= Rachel Dard =

French cyclist

Rachel Dard (born 2 September 1951) was a French professional cyclist said to have raced across France to avoid a positive dope finding and ended up in a row which exposed organised drug-taking in cycling in the 1970s. His sporting career began with ACBB Paris.

==Dope test==
Dard was riding for Peugeot in 1976. Maurice De Muer was the manager, Bernard Thévenet the star rider and François Bellocq the doctor. At the start of that year the team rode L'Étoile des Espoirs, a stage race in south-west France. Jean-Luc Vandenbroucke was race leader and Dard, his teammate, had won the stage to Dax.

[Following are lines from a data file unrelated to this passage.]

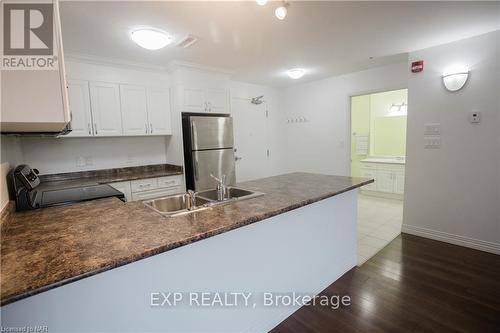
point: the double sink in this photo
(184, 204)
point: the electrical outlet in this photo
(89, 161)
(432, 142)
(80, 161)
(475, 117)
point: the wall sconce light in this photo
(455, 77)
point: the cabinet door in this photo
(399, 184)
(216, 100)
(194, 100)
(79, 105)
(369, 173)
(134, 110)
(105, 102)
(123, 187)
(385, 181)
(159, 114)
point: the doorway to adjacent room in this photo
(378, 151)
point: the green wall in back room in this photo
(389, 137)
(387, 134)
(360, 124)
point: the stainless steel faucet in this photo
(221, 187)
(192, 199)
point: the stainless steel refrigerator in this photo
(208, 149)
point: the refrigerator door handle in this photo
(196, 169)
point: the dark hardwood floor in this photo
(412, 285)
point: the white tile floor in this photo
(379, 222)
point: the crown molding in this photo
(177, 64)
(115, 62)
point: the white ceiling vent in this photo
(188, 41)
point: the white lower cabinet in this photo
(389, 178)
(149, 188)
(123, 187)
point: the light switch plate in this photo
(432, 129)
(432, 142)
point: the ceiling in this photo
(325, 38)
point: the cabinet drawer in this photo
(141, 185)
(157, 193)
(169, 181)
(367, 165)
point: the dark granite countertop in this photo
(105, 176)
(49, 247)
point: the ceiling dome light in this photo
(151, 39)
(295, 73)
(455, 77)
(280, 12)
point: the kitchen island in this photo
(95, 265)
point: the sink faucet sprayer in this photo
(221, 186)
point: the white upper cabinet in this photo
(134, 110)
(79, 105)
(110, 109)
(105, 102)
(217, 100)
(159, 118)
(205, 100)
(36, 101)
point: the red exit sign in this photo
(417, 66)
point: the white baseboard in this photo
(382, 194)
(452, 239)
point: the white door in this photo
(106, 114)
(216, 100)
(159, 115)
(250, 139)
(372, 174)
(194, 100)
(385, 181)
(79, 105)
(134, 110)
(399, 186)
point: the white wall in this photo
(322, 143)
(11, 151)
(276, 142)
(452, 193)
(56, 155)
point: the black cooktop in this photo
(77, 194)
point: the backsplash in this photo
(58, 155)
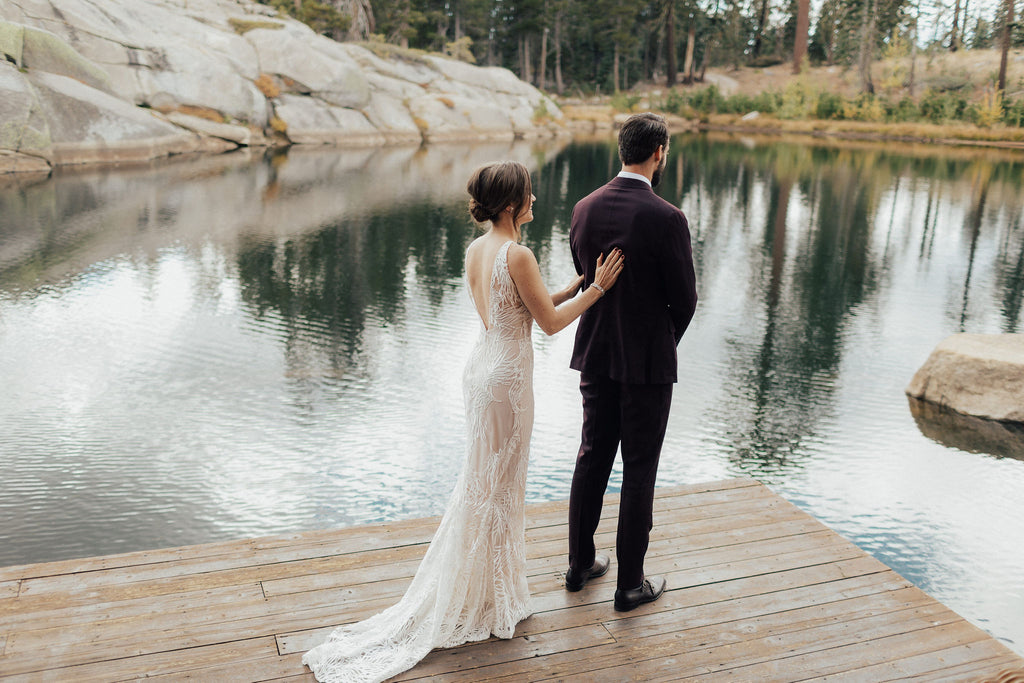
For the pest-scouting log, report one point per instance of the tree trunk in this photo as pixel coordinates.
(542, 69)
(803, 24)
(954, 37)
(866, 42)
(614, 70)
(559, 85)
(762, 20)
(913, 52)
(688, 60)
(1008, 25)
(527, 74)
(670, 43)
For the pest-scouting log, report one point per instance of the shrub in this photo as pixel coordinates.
(674, 102)
(461, 50)
(1013, 112)
(708, 100)
(942, 107)
(243, 26)
(797, 101)
(905, 110)
(623, 101)
(988, 112)
(829, 105)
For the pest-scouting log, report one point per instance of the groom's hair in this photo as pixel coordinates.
(640, 136)
(497, 185)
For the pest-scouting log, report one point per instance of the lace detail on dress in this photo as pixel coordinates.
(472, 581)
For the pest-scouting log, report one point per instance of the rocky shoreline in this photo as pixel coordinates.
(113, 81)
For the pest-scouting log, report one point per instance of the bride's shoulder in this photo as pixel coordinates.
(520, 257)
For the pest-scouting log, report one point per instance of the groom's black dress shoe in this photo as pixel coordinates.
(649, 590)
(574, 581)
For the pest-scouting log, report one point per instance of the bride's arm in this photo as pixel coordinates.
(526, 275)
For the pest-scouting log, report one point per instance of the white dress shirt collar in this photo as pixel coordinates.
(635, 176)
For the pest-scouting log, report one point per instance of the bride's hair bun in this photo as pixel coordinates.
(479, 213)
(496, 185)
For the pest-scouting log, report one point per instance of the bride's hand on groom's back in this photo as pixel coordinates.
(608, 269)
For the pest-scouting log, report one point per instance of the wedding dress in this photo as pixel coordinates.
(472, 581)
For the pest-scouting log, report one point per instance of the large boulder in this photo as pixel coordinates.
(979, 375)
(310, 121)
(307, 60)
(229, 73)
(965, 432)
(89, 126)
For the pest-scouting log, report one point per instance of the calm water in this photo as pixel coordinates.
(235, 346)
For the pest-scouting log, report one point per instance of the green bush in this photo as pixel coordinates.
(942, 107)
(1013, 112)
(320, 16)
(624, 101)
(829, 105)
(674, 102)
(708, 100)
(904, 111)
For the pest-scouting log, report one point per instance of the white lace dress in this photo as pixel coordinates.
(472, 581)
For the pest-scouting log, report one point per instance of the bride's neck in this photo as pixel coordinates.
(506, 227)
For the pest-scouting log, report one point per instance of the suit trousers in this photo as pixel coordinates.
(636, 416)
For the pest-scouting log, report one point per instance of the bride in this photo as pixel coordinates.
(472, 581)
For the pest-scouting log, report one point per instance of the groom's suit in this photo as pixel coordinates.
(626, 352)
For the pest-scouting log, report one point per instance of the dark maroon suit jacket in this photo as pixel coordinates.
(631, 334)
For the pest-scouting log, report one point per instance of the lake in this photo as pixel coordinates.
(218, 347)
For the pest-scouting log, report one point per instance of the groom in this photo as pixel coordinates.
(626, 353)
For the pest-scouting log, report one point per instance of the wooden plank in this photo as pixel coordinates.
(172, 664)
(692, 652)
(757, 588)
(402, 562)
(9, 589)
(845, 579)
(881, 646)
(368, 536)
(467, 658)
(68, 615)
(970, 662)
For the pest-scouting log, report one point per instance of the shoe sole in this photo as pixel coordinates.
(573, 588)
(622, 607)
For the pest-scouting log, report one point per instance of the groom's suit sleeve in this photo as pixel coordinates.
(678, 276)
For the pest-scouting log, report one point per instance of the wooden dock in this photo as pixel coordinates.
(758, 591)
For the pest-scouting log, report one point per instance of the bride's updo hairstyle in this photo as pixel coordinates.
(497, 185)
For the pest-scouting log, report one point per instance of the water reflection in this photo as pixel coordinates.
(241, 345)
(966, 432)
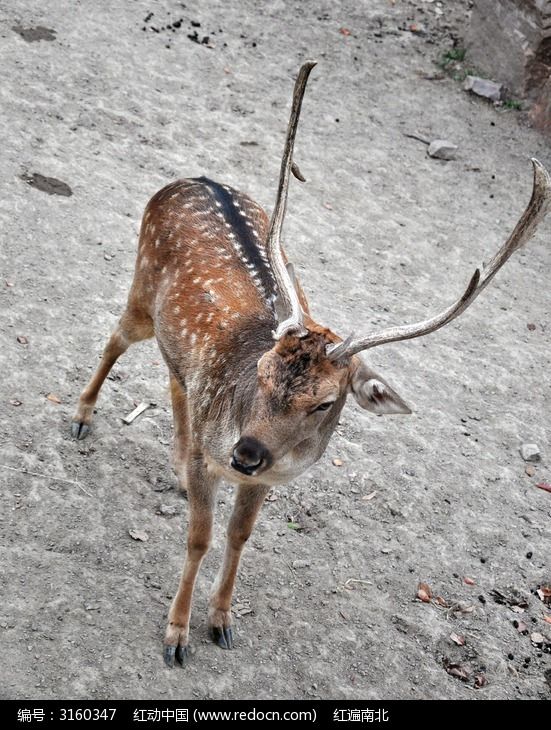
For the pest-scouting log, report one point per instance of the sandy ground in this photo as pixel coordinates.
(380, 234)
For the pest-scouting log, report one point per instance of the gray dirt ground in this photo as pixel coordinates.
(380, 234)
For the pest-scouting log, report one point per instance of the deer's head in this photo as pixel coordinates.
(303, 381)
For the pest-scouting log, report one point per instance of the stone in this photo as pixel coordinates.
(484, 87)
(530, 452)
(510, 40)
(442, 149)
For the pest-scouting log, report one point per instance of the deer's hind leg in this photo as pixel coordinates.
(182, 432)
(134, 325)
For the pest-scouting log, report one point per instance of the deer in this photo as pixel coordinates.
(257, 385)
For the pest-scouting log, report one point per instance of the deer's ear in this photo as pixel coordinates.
(372, 392)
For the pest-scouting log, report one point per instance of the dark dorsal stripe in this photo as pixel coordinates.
(243, 233)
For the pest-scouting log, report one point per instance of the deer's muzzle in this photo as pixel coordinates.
(250, 456)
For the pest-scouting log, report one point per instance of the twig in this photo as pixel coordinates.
(357, 580)
(418, 137)
(46, 476)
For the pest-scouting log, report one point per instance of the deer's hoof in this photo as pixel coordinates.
(221, 636)
(175, 653)
(79, 430)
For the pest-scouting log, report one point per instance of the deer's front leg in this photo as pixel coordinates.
(248, 501)
(201, 488)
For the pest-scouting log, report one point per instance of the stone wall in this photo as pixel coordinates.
(510, 42)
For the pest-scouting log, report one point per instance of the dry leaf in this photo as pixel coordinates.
(480, 681)
(462, 608)
(457, 670)
(424, 592)
(140, 535)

Dard and a further teammate, Bourreau, were called for a dope test. Both were caught trying to defraud the control with a condom of untainted urine in their shorts to give the impression they were urinating.

Dard, it was reported, left the control room and then realised that his place in the race, perhaps his team, were over before the season had properly started. He found the doctor, Bruno Chaumont, and begged him not to report the positive. Chaumont agreed to burn the reports. Dard then realised that while there may be no positive report, the absence of a report meant there had been no test either. He would have to explain why Chaumont had returned to the French federation with two empty bottles identified as his.

Bourreau had accepted his guilt and didn't want to take it further. But Dard is said to have gone back to the test centre for the empty bottles. But Chaumont had left by train to Paris. Dard got a lift to the station with another Peugeot rider, Bernard Croyet. They arrived just as Chaumont's train left for Paris. The two ran back to their car and drove across France to get to Paris before him. They reached Austerlitz station in time to meet Chaumont on the platform. Dard begged until tears ran down his face, literally. And again Chaumont relented. He took out the two bottles and smashed them. Dard (see below) disputes the story.

Chaumont said:
That evening, I took the train with the empty test bottles closed with seals. There was no question of taking samples from the riders because they had cheated. The next morning, at Austerlitz station in Paris, at 6.30am, who do I see? Rachel Dard, accompanied by a second person, short with brown curly hair, that I didn't recognise. He begged me not to denounce him. After hesitating, I agreed. I threw the test bottles into the gutter to show him that I understood his problems but I made him promise not to say anything. Well, pretty quickly, everything was revealed. Who talked? Certainly not me.

==Revelations==
Weeks passed and nothing happened. Then L'Équipe coincidentally ran a story about dope-taking in French cycling. Chaumont told the tale. Dard now had nothing more to lose, so he too went to L'Équipe and spilled the inside story, right down to providing the prescriptions for dope that Bellocq, the team doctor, had given him. He said riders treated with cortisone and steroids were now in "a pitiful state".

==Row==
A row then broke out between Dard and the doctor. Dard said:

I never cheated. Everything is false, from beginning to end. There never were any empty bottles. I never had a morning meeting at Austerlitz station. My car is a 504 diesel and I'd never have been able to drive from Dax to Paris at the speed of a train.

To which the doctor replied:
His attitude is incredible [c'est fabuleux, une pareille attitude]. But I can understand Rachel Dard; but finally, if he had never confessed, I would never have dropped him. I would have defended him. I don't want the death of a sinner. I came into cycling to try to overcome the wall that exists between the cyclist and the doctor. I'm not there to do the dirty on anyone [pour faire tomber un tel ou un autre].

The story, however, also appears in a book by the team doctor, Bellocq, who died aged 47 in 1993 and was a believer in cortisone as a treatment for racing cyclists. Bernard Thévenet accused him of ruining his career.

==Aftermath==
Bellocq was banned from working for the French federation, although he continued to work for teams. Chaumont, too, was disciplined by the Fédération Française de Cyclisme.

The doping historian, Dr Jean-Pierre de Mondenard, named Peugeot's manager, Maurice de Muer, as the "gold medallist" in doping in cycling. "You'd be hard-pushed to count how many doping affairs [Maurice de Muer] has been involved with... at the head of Bic, then Peugeot. [He had] for the period 1970–1978 twenty-four positive cases concerning riders in these teams of the 70 total. That's 36 per cent!"

Peugeot was in no moral position to fire Dard. He raced at least once again but de Muer told him he would never ride anything better than third-rate events. Dard left the team and racing at the end of his contract. He opened a bike shop in Saint-Germain-du-Plain in Burgundy.